Rise and Kill First: The Inside Story and Secret Operations of Israel's Assassination Program by Ronen Bergman
My rating: 5 of 5 stars
This is an amazing work. It is detailed and specific (where it has to be and where it can be). It covers a wide breadth of Israeli history, starting in the pre-state period and runs up through Obama presidency. At times it reads like a Gabriel Allon novel: the level of detail and narrative for some of the operations is incredible: exciting, scary, thrilling.
It is, in part, a history of Israel: a history through the lens of fighting for survival and trying to get the upper hand in its wars through covert operations. But through this lens Bergman shines a light on many facets of Israel society beyond the Mossad or other Israeli covert agencies.
But it also humbling and a difficult to process work, for a Zionist like myself. I hold no illusions of Israel's perfection: moral or technical, but it is still a challenge to look at some of those failings squarely. There were many mistakes, errors: killing the wrong person, failing to kill the 'correct' person (missed opportunities to have taken out consequential targets), killing of innocents (so-called collateral damage). There were so many points when one has to stop and wonder how history might have been different if this particular event in time had turned out differently.
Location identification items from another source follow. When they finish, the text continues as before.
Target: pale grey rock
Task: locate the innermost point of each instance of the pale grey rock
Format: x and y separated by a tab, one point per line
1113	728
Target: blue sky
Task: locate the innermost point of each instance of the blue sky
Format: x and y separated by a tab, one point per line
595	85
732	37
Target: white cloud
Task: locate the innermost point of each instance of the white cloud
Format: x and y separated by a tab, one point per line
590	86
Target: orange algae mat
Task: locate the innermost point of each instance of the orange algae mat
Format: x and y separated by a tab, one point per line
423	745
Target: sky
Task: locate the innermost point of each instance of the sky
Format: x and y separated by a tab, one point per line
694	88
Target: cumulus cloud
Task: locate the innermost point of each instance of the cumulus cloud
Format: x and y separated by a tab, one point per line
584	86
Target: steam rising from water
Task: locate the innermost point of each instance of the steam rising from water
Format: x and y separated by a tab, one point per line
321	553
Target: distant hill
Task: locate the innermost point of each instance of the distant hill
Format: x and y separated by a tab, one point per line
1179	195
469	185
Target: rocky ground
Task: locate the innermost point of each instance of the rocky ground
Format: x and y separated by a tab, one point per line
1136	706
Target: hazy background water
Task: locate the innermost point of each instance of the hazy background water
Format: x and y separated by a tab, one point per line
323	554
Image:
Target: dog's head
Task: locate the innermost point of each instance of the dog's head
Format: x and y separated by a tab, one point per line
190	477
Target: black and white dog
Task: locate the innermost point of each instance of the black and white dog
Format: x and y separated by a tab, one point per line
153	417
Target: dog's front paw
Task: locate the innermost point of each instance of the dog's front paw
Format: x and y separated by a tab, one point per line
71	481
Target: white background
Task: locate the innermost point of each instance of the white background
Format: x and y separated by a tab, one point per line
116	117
The two main questions Bergman wants the read to struggle with is: Were these targeted killings effective? Were they are justified? The answer, it seems to me after reading this book, is very mixed. Some operations were both, some where justified, but failed to achieved either strategic or tactical goals; and others were not justified. Some of these latter might have been mistakes about identity, but sometimes they were from overzealousness, overconfidence, or complacency.
In the end, Bergman's answer seems to be that while Israel's killing operations where quite often tactical successes, the long-term strategic consequences have been and are ambiguous at best, but in some cases worse. Worse, not so much because of the assassination itself, but either from unintended consequences due to the assassination or from the overreliance on this tool instead of other strategies. Personally, I am not sure. Trying to figure how things might have gone, the counterfactual, can be a fool's errand: we just can't know how things would have turned it out, so it is hard to compare scenarios. But the morality of such killing is troubling to me -- though better one or two operatives than tens of thousands of conscripts on a battlefield. And many of those killed deserved what they had coming to them, but I am not sure that justifies it. I'd rather live in world where diplomacy solved everything. But we don't. We live in world where there are evil people trying to do evil things and sometimes the only thing to do is to kill such people. But that's a dangerous and perilous road.